Father Storey wakes from his coma and reveals that Carol engineered Harold Cross's death. Before Harper can act, Michael Lindqvist Jr., a Lookout who is secretly Carol's lover and enforcer, ambushes them. Michael confesses to smuggling Harold out of camp, summoning the Cremation Crew that killed him, and bashing in Father Storey's skull. He murders Father Storey, frames Harper and John, and manipulates Carol into calling a public tribunal. The Mazz betrays the conspiracy, and the congregation begins to stone the Fireman.

The Cremation Crew attacks the camp before John can be killed, led there by a maimed survivor of the ambulance raid. Jakob crashes his Freightliner through the chapel while the militia opens fire. Nick unleashes devastating fire powers. Ben redeems himself by rescuing the injured Nick before being shot dead. Carol leads the trapped congregation in a final hymn that triggers mass spontaneous combustion, and the worshippers burn together. Gilbert Cline drives a fire truck into the battle, allowing the survivors to escape, though he is killed. The Fireman disappears into the smoke.

The survivors regroup in a cemetery building. Using a hidden cell phone, Harper discovers a website advertising refuge on Free Wolf Island, Maine, with recordings from television host Martha Quinn. Don Lewiston, who escaped camp earlier on the sailboat Bobbi Shaw, is spotted offshore. They disguise the fire truck and cross a bridge checkpoint into Maine. Jakob's Freightliner catches up, and the truck goes over a collapsed overpass. Sarah Storey's surviving consciousness emerges from the coals as fire, kills Jakob, and briefly reunites with her children before dissolving. Harper's water breaks.

Allie drags the injured John on a makeshift stretcher while Harper walks alongside at nine months pregnant. Orange-marked waypoints provide food and medicine left by healthy residents. When they reach Machias, an intake worker named Jim loads them onto a fishing trawler. At sea, Jim reveals the truth: The government destroyed Free Wolf Island months ago, the broadcasts are recordings on a loop, and the food was drugged. The operation exists to drown the infected. Jim shoots John in the stomach.
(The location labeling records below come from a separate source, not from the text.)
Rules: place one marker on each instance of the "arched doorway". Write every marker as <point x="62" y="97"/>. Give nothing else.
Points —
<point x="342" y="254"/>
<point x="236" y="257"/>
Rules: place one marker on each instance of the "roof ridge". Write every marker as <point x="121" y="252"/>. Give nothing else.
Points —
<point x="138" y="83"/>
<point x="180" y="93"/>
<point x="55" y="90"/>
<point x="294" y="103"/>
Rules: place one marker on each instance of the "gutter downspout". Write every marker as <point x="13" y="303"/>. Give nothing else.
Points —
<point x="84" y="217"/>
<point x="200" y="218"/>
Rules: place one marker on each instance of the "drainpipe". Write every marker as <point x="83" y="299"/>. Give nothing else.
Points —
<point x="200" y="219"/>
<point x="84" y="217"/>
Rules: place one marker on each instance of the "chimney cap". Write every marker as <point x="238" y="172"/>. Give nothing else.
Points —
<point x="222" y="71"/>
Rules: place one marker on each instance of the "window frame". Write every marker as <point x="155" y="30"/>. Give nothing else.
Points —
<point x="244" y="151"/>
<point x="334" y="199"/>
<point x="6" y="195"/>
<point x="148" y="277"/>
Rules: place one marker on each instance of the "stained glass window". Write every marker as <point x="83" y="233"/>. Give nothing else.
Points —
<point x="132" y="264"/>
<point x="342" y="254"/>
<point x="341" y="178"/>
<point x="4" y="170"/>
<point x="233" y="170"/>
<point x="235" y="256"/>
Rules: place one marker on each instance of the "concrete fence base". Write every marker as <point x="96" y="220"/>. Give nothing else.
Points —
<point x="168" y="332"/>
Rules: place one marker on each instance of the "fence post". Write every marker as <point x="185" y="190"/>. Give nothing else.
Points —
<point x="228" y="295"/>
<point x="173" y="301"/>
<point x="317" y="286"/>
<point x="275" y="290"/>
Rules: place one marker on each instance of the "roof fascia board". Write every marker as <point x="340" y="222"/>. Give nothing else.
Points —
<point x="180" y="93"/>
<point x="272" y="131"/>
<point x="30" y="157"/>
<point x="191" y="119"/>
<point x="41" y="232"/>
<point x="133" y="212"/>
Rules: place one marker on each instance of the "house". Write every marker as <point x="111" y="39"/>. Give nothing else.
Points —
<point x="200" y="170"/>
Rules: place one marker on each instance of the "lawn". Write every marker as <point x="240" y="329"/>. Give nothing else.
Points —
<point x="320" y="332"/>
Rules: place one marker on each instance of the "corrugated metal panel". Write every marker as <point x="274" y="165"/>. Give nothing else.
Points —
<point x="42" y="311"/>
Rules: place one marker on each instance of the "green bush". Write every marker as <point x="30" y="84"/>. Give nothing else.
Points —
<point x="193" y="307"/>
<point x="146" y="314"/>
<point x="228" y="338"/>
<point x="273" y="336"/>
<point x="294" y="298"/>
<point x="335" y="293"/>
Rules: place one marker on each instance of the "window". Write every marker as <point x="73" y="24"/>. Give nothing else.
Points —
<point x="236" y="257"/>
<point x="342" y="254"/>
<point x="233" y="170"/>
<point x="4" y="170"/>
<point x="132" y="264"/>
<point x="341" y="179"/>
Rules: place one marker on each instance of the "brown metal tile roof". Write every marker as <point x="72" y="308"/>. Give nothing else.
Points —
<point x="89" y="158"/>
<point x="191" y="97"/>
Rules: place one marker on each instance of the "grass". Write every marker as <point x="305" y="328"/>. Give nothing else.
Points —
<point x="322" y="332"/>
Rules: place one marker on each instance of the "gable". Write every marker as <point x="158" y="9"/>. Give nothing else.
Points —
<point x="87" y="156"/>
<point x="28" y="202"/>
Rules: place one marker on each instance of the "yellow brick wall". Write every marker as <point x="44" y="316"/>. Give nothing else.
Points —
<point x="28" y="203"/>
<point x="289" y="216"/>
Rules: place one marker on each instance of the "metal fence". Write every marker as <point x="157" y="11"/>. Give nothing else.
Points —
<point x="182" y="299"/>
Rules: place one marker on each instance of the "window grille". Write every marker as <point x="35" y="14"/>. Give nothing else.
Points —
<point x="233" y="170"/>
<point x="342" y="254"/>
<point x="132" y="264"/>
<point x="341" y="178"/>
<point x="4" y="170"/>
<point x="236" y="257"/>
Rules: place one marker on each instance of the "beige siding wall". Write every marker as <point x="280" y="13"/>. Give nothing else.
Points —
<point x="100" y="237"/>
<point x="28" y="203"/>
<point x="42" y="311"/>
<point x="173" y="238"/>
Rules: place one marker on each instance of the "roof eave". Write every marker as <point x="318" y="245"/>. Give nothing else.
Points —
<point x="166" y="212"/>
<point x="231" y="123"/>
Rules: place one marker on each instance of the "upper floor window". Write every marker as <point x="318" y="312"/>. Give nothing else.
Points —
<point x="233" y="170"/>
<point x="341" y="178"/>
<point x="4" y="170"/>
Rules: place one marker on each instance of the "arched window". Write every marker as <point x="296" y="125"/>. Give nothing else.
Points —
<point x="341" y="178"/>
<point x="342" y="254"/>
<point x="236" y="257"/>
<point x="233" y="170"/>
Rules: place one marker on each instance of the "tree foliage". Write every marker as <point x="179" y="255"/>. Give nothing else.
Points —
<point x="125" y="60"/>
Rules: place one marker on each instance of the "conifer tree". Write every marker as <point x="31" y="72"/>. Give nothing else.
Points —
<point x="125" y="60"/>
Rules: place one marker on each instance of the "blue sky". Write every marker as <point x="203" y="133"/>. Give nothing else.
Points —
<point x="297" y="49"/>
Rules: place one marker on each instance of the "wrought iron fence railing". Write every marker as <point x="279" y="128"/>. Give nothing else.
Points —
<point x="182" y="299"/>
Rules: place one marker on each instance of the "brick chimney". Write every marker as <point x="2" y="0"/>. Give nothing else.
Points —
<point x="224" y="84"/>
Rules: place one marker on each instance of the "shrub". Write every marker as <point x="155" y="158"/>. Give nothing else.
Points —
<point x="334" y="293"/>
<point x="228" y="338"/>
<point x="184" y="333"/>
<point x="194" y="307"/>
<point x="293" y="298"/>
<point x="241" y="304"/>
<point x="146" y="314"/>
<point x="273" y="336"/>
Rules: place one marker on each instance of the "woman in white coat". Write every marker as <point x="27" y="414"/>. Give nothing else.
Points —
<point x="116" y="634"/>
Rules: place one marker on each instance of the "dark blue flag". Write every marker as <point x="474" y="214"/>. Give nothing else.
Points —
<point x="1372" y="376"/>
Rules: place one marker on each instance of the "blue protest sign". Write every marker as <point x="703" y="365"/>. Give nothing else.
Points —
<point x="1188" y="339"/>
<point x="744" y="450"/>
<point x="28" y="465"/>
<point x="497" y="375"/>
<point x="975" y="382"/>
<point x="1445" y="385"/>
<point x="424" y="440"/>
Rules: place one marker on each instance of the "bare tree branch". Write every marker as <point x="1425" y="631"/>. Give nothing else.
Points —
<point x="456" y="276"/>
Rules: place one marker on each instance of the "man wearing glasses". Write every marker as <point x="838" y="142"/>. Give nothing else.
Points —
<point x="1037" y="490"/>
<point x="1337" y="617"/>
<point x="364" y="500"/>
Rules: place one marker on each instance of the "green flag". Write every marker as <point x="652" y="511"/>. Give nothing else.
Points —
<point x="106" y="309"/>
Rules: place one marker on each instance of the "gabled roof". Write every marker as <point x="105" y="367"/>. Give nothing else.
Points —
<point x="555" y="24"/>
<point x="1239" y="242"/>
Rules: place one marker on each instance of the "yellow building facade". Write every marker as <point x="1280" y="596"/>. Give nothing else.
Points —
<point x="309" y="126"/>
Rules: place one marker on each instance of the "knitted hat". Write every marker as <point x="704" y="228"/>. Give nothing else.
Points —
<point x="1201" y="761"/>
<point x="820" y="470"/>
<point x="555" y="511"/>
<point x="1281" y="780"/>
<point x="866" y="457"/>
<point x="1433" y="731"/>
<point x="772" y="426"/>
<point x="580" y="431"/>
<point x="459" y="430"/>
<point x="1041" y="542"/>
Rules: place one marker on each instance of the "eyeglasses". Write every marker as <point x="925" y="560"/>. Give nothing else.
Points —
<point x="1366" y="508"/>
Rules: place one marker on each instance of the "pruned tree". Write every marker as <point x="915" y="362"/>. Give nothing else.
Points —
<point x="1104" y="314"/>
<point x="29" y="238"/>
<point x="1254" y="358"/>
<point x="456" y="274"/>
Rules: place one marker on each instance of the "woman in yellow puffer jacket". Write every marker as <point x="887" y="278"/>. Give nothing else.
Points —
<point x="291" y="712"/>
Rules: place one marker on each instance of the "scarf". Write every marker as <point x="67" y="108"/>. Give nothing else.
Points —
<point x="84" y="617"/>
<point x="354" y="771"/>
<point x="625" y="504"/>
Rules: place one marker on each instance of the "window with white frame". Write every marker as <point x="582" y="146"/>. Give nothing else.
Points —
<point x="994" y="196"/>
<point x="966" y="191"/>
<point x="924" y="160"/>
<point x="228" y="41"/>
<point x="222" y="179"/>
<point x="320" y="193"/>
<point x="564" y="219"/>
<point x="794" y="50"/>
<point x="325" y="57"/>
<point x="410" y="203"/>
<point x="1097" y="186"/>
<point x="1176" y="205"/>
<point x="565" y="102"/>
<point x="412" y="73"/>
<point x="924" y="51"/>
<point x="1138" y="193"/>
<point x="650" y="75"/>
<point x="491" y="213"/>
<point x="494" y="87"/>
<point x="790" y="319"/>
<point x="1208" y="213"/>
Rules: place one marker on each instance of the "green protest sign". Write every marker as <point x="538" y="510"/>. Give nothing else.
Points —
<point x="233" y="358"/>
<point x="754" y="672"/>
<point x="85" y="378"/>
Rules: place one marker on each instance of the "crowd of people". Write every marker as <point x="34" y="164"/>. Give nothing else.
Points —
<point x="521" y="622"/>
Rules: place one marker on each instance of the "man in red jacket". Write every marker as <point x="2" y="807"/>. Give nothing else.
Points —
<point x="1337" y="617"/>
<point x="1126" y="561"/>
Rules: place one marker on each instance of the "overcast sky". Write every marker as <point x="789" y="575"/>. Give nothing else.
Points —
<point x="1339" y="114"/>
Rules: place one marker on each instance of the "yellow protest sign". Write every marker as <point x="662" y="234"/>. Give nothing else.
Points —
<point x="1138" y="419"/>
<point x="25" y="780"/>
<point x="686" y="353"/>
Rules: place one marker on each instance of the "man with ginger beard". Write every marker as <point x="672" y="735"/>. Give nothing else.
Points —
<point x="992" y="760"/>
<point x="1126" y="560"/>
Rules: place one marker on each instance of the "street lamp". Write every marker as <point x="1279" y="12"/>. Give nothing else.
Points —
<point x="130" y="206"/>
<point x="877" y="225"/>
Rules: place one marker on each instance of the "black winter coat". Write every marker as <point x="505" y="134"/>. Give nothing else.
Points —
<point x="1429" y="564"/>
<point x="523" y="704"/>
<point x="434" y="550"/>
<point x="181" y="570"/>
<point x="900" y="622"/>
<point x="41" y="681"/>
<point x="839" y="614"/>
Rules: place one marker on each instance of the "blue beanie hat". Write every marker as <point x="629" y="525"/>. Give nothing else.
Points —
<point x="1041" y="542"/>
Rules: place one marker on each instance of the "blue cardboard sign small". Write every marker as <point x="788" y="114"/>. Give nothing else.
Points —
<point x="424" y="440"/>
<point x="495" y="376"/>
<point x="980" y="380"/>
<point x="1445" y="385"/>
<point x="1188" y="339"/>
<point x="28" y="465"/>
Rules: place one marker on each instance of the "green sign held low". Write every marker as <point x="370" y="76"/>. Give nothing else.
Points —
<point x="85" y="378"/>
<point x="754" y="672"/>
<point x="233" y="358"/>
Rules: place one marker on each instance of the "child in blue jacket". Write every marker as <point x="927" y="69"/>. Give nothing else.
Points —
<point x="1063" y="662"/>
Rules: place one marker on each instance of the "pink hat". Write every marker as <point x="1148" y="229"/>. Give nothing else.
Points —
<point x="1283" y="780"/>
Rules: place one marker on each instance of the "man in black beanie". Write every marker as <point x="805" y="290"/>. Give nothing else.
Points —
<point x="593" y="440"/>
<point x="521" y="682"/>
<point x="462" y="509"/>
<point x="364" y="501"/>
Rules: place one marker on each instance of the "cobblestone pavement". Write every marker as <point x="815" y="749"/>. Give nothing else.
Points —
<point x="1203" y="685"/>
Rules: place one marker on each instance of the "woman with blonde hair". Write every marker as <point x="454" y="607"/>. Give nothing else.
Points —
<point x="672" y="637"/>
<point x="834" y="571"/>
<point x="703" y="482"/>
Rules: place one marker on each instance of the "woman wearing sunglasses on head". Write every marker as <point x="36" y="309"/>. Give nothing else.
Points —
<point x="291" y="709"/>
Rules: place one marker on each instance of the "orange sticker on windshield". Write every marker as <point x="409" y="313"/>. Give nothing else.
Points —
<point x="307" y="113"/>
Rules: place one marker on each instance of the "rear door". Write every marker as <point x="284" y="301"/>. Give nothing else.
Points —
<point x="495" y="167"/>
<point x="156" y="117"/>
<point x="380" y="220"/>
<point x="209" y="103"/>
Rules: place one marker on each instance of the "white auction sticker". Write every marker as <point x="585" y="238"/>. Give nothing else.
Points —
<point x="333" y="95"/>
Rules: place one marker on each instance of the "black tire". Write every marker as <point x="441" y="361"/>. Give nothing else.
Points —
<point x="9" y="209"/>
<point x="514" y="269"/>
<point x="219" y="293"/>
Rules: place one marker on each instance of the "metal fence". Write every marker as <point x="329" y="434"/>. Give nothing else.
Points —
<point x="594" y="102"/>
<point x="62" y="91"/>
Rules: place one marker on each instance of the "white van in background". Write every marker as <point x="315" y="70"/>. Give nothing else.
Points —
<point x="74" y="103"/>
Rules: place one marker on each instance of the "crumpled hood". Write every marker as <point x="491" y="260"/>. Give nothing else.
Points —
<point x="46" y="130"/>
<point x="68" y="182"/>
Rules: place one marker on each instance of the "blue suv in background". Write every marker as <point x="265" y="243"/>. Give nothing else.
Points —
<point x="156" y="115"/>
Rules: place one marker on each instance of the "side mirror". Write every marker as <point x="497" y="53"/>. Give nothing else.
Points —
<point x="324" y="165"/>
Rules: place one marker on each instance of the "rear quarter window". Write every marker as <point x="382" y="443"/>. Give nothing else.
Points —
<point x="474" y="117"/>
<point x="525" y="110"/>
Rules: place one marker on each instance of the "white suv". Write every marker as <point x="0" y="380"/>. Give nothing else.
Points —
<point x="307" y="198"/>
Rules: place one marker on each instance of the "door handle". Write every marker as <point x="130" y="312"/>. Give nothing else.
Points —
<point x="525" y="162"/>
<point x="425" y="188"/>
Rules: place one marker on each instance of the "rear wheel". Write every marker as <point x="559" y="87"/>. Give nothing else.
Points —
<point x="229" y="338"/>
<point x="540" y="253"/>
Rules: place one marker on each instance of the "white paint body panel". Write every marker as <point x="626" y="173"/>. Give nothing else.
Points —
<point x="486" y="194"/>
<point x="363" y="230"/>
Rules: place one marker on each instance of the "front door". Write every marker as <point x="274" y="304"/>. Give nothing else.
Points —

Despite his mortal wound, John generates one final Phoenix that destroys the boat. Harper, Allie, Nick, and a drugged Renée are thrown into the freezing Atlantic in life vests. Harper sings to activate the Dragonscale's warming properties, and the four glow together, their body heat keeping them alive. Don arrives on the Bobbi Shaw, having discovered the island was a ruin. Harper delivers a baby girl on the deck at sunrise. The infant's eyes are bright rings of gold, confirming she carries Dragonscale. Harper names her Ashley Rookwood. Don tells them about An Tra on Inisheer, an island off the coast of Ireland, where 8,000 infected people live with government support. The novel ends as they set sail across the Atlantic with the sunrise behind them.